El lado oculto del mar
En el viaje estuve muy callada y quise pasar desapercibida. Aunque todos sabían de lo de Arturo, preferí achacar mi silencio a un leve dolor de cabeza que no existía. Cuando llegamos, nos servimos unos tragos y algunos pasapalos que compramos en la vía. Entre chistes y anécdotas, las botellas quedaron vacías y como a mí me dio algo de calor, me zambullí en el mar y nadé frenéticamente hasta separarme bastante de la orilla.
Lejos de todo, me detuve y como si hubiese esperado aquel momento por mucho tiempo, comencé a llorar como una niña. Algo en mí estaba roto y por eso sentí que me hundía. El abismo del mar, aunque oscuro y fatal, me atraía. Así que me comencé a sumergir sintiendo que ya nada dolía. De repente volví a ser niña y nadé entre algunas especies marinas. El azul era tan azul y brillante que parecía de mentira, y las olas como brazos eran tan tiernas y reconfortantes como unas caricias.
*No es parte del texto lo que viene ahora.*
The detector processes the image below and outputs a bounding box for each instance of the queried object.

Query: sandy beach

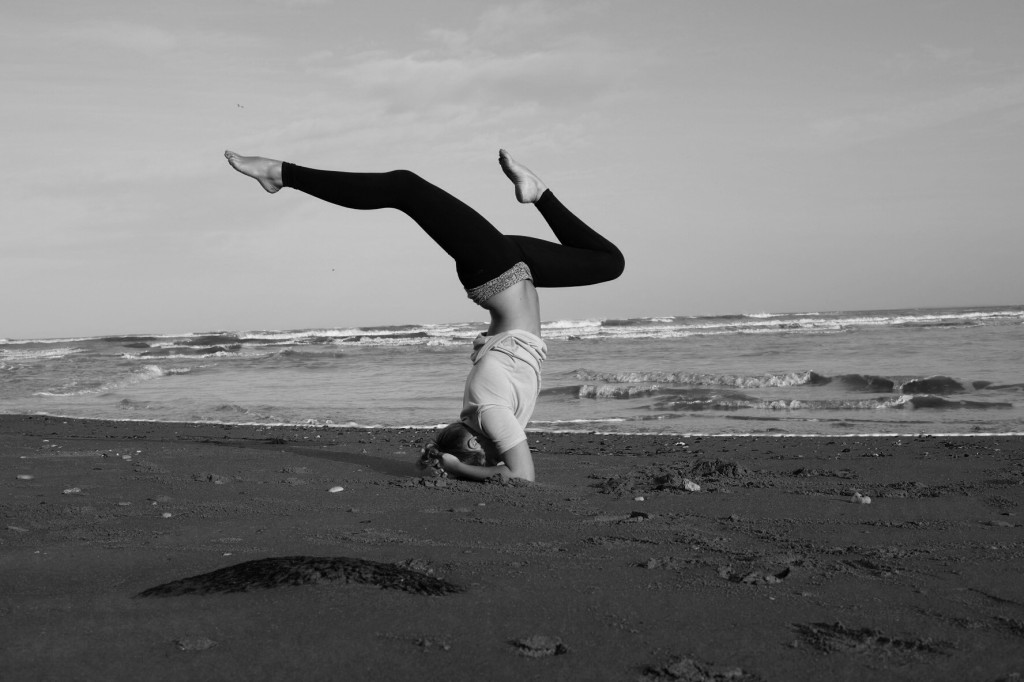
[0,416,1024,682]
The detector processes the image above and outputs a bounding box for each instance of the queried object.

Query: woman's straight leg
[282,163,522,289]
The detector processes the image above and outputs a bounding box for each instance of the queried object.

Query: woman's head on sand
[433,422,487,467]
[419,422,487,471]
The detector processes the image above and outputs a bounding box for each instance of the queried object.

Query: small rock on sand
[174,637,217,651]
[509,635,569,658]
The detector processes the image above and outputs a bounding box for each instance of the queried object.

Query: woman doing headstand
[224,150,625,480]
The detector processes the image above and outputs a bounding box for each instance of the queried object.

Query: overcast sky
[6,0,1024,339]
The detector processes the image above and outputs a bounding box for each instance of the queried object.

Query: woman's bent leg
[510,189,626,287]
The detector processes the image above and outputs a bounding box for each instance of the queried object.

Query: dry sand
[0,417,1024,681]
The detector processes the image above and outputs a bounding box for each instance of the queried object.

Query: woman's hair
[423,422,486,466]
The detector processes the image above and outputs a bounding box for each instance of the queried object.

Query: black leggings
[282,162,625,289]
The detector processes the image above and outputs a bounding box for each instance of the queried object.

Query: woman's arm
[441,440,536,480]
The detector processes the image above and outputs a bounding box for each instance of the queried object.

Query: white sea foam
[0,346,82,363]
[34,365,193,397]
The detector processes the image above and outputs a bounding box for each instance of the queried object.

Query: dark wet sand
[0,417,1024,682]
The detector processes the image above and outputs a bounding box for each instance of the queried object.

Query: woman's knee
[385,169,426,191]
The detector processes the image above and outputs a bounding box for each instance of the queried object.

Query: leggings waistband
[466,260,534,305]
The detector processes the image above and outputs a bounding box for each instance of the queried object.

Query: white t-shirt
[460,330,548,453]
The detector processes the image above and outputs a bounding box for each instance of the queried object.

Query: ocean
[0,305,1024,436]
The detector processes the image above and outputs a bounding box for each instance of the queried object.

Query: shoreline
[0,415,1024,682]
[0,413,1024,438]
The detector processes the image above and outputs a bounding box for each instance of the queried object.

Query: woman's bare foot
[224,152,284,195]
[498,150,548,204]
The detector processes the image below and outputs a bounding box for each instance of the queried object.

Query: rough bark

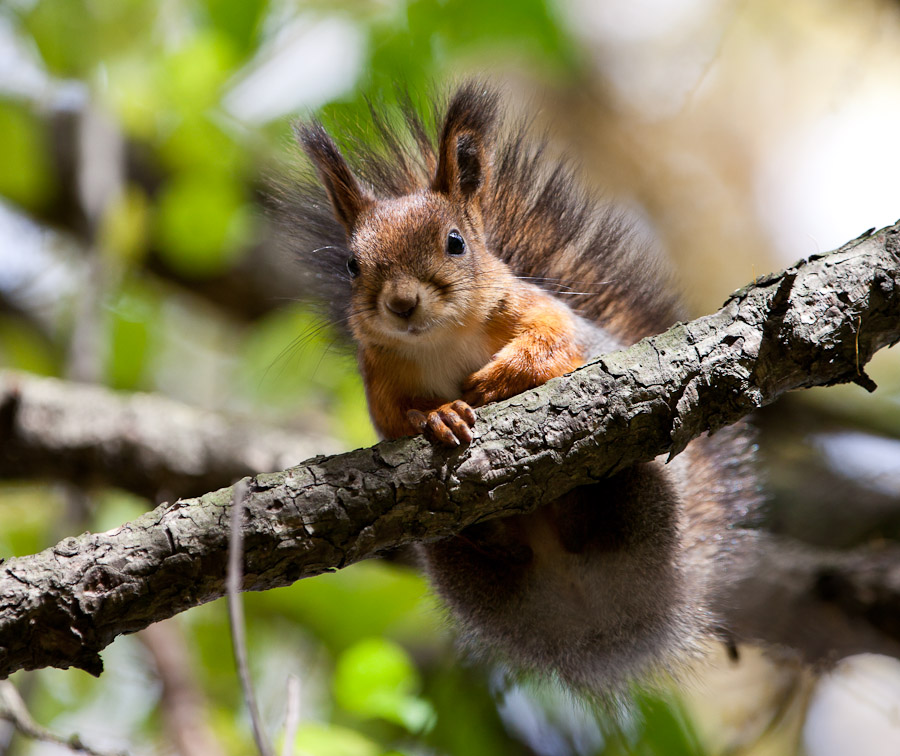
[0,371,340,501]
[0,223,900,675]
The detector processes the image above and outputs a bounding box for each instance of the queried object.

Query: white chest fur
[406,329,493,401]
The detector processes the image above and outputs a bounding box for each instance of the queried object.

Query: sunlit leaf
[99,185,149,265]
[106,281,159,389]
[334,638,434,732]
[294,723,382,756]
[155,171,251,276]
[163,30,236,113]
[0,100,54,208]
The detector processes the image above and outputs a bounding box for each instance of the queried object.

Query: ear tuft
[296,121,375,235]
[432,82,498,199]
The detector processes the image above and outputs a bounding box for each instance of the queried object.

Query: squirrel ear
[297,122,375,234]
[431,82,497,200]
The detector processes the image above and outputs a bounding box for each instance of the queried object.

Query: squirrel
[278,82,757,694]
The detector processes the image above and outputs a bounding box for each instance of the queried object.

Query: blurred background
[0,0,900,756]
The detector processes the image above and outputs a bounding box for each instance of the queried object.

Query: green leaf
[162,30,237,114]
[333,638,434,732]
[99,184,149,266]
[294,722,381,756]
[155,171,251,277]
[106,280,159,389]
[202,0,269,55]
[0,100,54,209]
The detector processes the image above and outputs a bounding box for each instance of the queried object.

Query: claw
[406,399,475,447]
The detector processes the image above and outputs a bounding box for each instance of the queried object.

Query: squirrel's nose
[384,292,419,320]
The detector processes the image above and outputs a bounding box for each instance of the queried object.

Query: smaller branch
[227,481,274,756]
[137,619,225,756]
[724,537,900,663]
[0,680,127,756]
[0,371,340,501]
[281,675,300,756]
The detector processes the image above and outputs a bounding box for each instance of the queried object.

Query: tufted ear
[431,82,497,200]
[297,122,375,235]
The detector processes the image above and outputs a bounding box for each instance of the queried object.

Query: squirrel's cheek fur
[288,83,758,695]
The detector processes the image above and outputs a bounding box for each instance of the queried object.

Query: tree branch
[0,371,339,501]
[0,223,900,675]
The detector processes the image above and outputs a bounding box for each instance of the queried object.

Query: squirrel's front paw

De repente, como si hubiese estado abajo toda una vida, emergí del agua sintiéndome menos dolida. Nadé rápidamente buscando compañía y cuando llegué a ellos, mis amigos, me recibieron con una sonrisa. Desde ese día, cada vez que me siento mal o me siento perdida, voy al mar y nado, y encuentro allí siempre algo de valentía. Es como volver al vientre materno y recibir, de aquel líquido vital y salado, un poco de armonía.